The most expensive jam pot in the history of jam pots

Yesterday I got a shiny new toy.  It’s something I’ve wanted for many years, and I was finally able to get one, and get it on sale to boot.

Today I made my first batch of jam in it.  And then my entire day went completely pear shaped and got very, very expensive.

We have a stove that everyone in the house hates.  Passionately.  It came with the house, so it wasn’t something any of us chose.

Whoever thought up the concept of glass topped stoves deserves a solid ass-kicking.  They don’t heat well.  They don’t heat evenly.  Their heat is rather random and uncontrollable.  They are a giant pain in the ass to clean.  They scratch, they stain, they suck.

Also, apparently, they can MELT.

I assumed that if I dropped something heavy on it that the top would shatter.  That seemed like a given.  It never occurred to me that I could possible get that stupid thing hot enough (lord knows, it doesn’t get hot when you *want* it to) to damage itself, but while making jam today I realized that the jam was burning on the bottom (rather suddenly), and when I slid the jam pot to the cold half of the stove and looked at the burner that was on, it wasn’t its usual bright red with visible coils, but a large disk of glowing yellow-orange.  I didn’t think too much of it until a few seconds later when I heard a loud WHUMP-POP.  I looked again and realized that the middle of the burner had slumped and that the whole surface of the stove had just cracked (including one small piece from the middle that shot straight up in the air – we never did find that).  Once it cooled down, the glass that had been glowing turned a weird milky grey.

Shattered:

Slumped:

Weird and milky:

Appliance shopping is not how I wanted to spend my afternoon.  Not even a little bit.  Also?  Good stoves are expensive.  Stupidly so.  Grrr.

The jam did not survive, either.

Old News

We pulled out the last few pieces of nasty old linoleum from the shed* this afternoon, and found pieces of old newspaper glued under some of it.
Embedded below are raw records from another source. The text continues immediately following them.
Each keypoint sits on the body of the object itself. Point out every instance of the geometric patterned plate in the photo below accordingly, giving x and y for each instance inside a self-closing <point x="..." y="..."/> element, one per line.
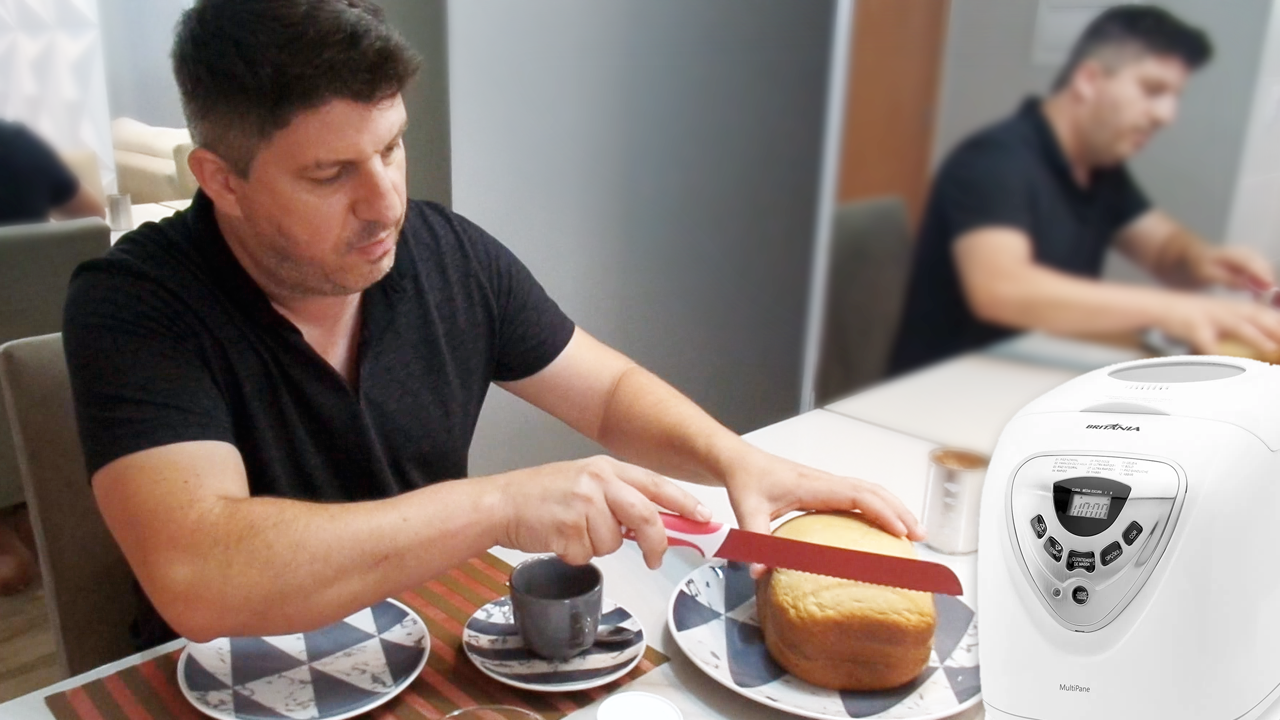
<point x="328" y="674"/>
<point x="712" y="616"/>
<point x="494" y="646"/>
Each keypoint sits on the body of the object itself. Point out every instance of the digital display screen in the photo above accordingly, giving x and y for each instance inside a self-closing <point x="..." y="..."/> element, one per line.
<point x="1082" y="505"/>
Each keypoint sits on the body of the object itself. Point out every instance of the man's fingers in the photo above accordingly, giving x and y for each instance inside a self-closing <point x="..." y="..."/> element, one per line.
<point x="604" y="532"/>
<point x="914" y="529"/>
<point x="635" y="511"/>
<point x="1252" y="335"/>
<point x="1255" y="268"/>
<point x="663" y="492"/>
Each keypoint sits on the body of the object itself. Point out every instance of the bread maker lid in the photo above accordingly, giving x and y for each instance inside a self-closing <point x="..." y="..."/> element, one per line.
<point x="1228" y="390"/>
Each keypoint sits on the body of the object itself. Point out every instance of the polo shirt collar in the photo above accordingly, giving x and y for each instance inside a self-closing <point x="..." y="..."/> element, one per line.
<point x="1047" y="142"/>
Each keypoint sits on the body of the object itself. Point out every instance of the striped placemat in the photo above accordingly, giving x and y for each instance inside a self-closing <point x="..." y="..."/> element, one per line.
<point x="448" y="682"/>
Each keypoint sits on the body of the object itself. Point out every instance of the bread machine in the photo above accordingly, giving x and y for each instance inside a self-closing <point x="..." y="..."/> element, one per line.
<point x="1127" y="563"/>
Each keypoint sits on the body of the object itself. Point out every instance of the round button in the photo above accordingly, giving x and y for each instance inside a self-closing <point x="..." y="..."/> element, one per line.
<point x="638" y="706"/>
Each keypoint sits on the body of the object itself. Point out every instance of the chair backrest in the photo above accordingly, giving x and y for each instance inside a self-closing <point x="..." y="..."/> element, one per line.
<point x="868" y="269"/>
<point x="151" y="162"/>
<point x="88" y="584"/>
<point x="36" y="263"/>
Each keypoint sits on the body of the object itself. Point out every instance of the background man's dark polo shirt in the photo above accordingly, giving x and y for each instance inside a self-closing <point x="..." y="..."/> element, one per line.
<point x="169" y="340"/>
<point x="1013" y="174"/>
<point x="33" y="181"/>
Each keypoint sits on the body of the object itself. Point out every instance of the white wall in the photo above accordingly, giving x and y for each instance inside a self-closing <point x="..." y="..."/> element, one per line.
<point x="51" y="76"/>
<point x="1189" y="169"/>
<point x="657" y="165"/>
<point x="1255" y="218"/>
<point x="137" y="36"/>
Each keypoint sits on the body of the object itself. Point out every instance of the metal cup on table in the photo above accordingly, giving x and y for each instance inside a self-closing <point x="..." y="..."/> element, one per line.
<point x="952" y="497"/>
<point x="119" y="212"/>
<point x="557" y="606"/>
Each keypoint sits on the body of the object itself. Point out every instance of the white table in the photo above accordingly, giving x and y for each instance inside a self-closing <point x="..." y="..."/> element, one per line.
<point x="819" y="438"/>
<point x="968" y="400"/>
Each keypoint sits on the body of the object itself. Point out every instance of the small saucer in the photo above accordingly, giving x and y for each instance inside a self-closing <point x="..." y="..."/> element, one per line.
<point x="493" y="643"/>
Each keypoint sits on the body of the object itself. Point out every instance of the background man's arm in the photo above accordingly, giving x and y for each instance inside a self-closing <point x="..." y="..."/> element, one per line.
<point x="612" y="400"/>
<point x="1179" y="258"/>
<point x="1005" y="285"/>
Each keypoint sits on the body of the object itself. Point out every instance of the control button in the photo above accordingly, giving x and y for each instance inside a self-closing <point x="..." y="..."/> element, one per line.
<point x="1132" y="532"/>
<point x="1054" y="548"/>
<point x="1040" y="527"/>
<point x="1110" y="554"/>
<point x="1077" y="560"/>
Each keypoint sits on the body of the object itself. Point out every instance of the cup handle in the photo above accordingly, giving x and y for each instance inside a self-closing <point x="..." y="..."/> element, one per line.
<point x="580" y="624"/>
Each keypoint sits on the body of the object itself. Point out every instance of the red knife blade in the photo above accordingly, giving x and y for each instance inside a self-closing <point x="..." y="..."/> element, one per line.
<point x="713" y="540"/>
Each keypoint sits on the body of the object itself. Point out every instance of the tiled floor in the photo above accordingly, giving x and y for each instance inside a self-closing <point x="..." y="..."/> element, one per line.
<point x="27" y="656"/>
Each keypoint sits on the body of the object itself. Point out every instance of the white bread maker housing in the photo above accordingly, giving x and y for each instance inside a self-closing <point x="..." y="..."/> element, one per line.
<point x="1128" y="561"/>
The internet being chock full of crazy information, we were able to figure out that these date to some point in the early-mid 1940s from the horse racing results.

The second horse listed here, Lavengro, was apparently fairly well known back in the day. Pedigree info was found here: http://www.pedigreequery.com/lavengro. And info on two of the jockeys who rode in that race was found here and here. That’s just what a couple of minutes with Google turned up. Neat stuff.

*and by “shed” we mean “strange, largish building in the back yard that was built by drunken monkeys”. Soon it will be my studio space. Sooooooon.